The easiest way is to consider taking over their mortgage obligations – called ‘assuming’ the mortgage. You will have to be approved by the initial lender to assume the mortgage. If you can’t get approved for an assumable mortgage you could as well try a ‘subject to’ assumption where you merely make obligations while the property remains in the seller’s name.
You take over the first mortgage and make a 2nd mortgage on the remaining cost of the house with the seller. Offer a high, interest-only payment for a short time frame – 2 or 3 years. Rather than having the money stay in a bank they can be getting a high interest over two or three years with the rest due in full at the end of the investment term.
When the term draws to a close you should be able to refinance the cost, or you can sell. Unless you hit an actual bad market the value of the house should have risen by then.

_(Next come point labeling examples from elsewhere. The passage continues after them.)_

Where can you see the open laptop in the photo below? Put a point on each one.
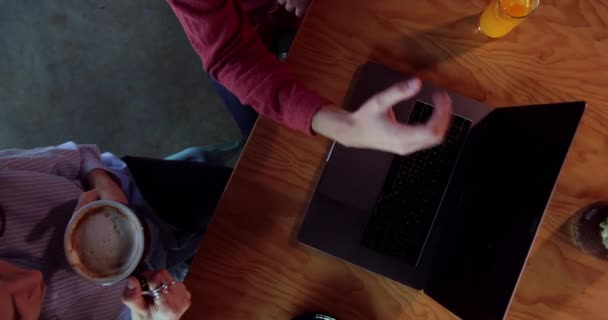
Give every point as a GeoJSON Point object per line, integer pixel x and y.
{"type": "Point", "coordinates": [456, 221]}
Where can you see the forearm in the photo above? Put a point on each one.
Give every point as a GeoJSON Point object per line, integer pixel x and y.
{"type": "Point", "coordinates": [234, 54]}
{"type": "Point", "coordinates": [333, 123]}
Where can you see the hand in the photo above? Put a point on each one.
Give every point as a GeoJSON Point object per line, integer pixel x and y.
{"type": "Point", "coordinates": [21, 292]}
{"type": "Point", "coordinates": [104, 188]}
{"type": "Point", "coordinates": [373, 126]}
{"type": "Point", "coordinates": [169, 306]}
{"type": "Point", "coordinates": [299, 6]}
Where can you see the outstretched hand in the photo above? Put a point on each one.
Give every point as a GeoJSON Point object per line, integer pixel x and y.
{"type": "Point", "coordinates": [373, 125]}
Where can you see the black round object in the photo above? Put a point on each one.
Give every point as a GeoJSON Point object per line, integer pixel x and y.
{"type": "Point", "coordinates": [314, 316]}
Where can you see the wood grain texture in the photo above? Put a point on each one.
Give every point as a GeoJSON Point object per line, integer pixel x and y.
{"type": "Point", "coordinates": [249, 265]}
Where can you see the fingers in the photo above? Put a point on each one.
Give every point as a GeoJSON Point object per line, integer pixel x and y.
{"type": "Point", "coordinates": [133, 298]}
{"type": "Point", "coordinates": [175, 300]}
{"type": "Point", "coordinates": [439, 122]}
{"type": "Point", "coordinates": [386, 99]}
{"type": "Point", "coordinates": [86, 198]}
{"type": "Point", "coordinates": [157, 278]}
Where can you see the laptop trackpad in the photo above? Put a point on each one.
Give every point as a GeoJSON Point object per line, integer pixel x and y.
{"type": "Point", "coordinates": [354, 177]}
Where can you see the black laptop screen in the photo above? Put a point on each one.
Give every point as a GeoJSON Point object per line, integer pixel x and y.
{"type": "Point", "coordinates": [499, 193]}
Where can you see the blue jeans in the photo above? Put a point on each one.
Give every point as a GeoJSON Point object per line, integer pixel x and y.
{"type": "Point", "coordinates": [244, 115]}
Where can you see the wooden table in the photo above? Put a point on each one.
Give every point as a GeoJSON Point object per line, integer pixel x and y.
{"type": "Point", "coordinates": [250, 267]}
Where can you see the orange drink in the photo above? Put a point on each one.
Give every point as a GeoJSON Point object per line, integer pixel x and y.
{"type": "Point", "coordinates": [501, 16]}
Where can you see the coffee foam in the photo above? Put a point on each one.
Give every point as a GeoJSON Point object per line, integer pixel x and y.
{"type": "Point", "coordinates": [103, 241]}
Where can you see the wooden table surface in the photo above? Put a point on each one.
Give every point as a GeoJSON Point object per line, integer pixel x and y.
{"type": "Point", "coordinates": [250, 267]}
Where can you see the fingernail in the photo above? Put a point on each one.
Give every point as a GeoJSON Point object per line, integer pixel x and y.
{"type": "Point", "coordinates": [413, 83]}
{"type": "Point", "coordinates": [131, 284]}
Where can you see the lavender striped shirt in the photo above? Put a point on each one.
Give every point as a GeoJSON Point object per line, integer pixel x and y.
{"type": "Point", "coordinates": [38, 192]}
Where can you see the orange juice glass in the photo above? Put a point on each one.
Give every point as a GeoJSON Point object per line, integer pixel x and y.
{"type": "Point", "coordinates": [501, 16]}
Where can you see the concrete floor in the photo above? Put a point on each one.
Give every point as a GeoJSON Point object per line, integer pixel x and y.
{"type": "Point", "coordinates": [120, 74]}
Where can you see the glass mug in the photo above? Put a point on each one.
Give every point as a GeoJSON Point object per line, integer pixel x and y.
{"type": "Point", "coordinates": [502, 16]}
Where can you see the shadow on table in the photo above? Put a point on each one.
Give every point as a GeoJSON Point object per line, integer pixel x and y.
{"type": "Point", "coordinates": [425, 49]}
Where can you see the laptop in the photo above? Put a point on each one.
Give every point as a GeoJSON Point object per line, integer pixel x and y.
{"type": "Point", "coordinates": [456, 221]}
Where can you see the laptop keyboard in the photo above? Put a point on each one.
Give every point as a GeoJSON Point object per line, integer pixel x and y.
{"type": "Point", "coordinates": [412, 193]}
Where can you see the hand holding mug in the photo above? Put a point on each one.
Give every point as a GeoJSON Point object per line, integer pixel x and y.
{"type": "Point", "coordinates": [170, 302]}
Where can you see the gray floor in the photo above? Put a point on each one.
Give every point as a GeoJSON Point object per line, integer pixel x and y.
{"type": "Point", "coordinates": [120, 74]}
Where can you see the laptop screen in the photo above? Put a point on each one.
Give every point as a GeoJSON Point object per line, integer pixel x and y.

Most mortgage lenders merely need to make a great investment. While your local bank could still be scared there are plenty of financial lenders that would wish to make a deal. Financiers prefare real estate. The mortgage is usually around 60-70% of the value of the land, so as long as they know they get their money back in the value of the property if you default, they don’t care what kind of income you make. Conclude the deal with a second mortgage done with the seller. If you default they can eventually foreclose on the property and sell it, paying off the existing mortgage in the proceeds.
Now you can see the complete picture. It is better that seller and buyer can work hand in hand. In the event they can’t wait for a sale, you can still give them their initial price with a little versatility on their part.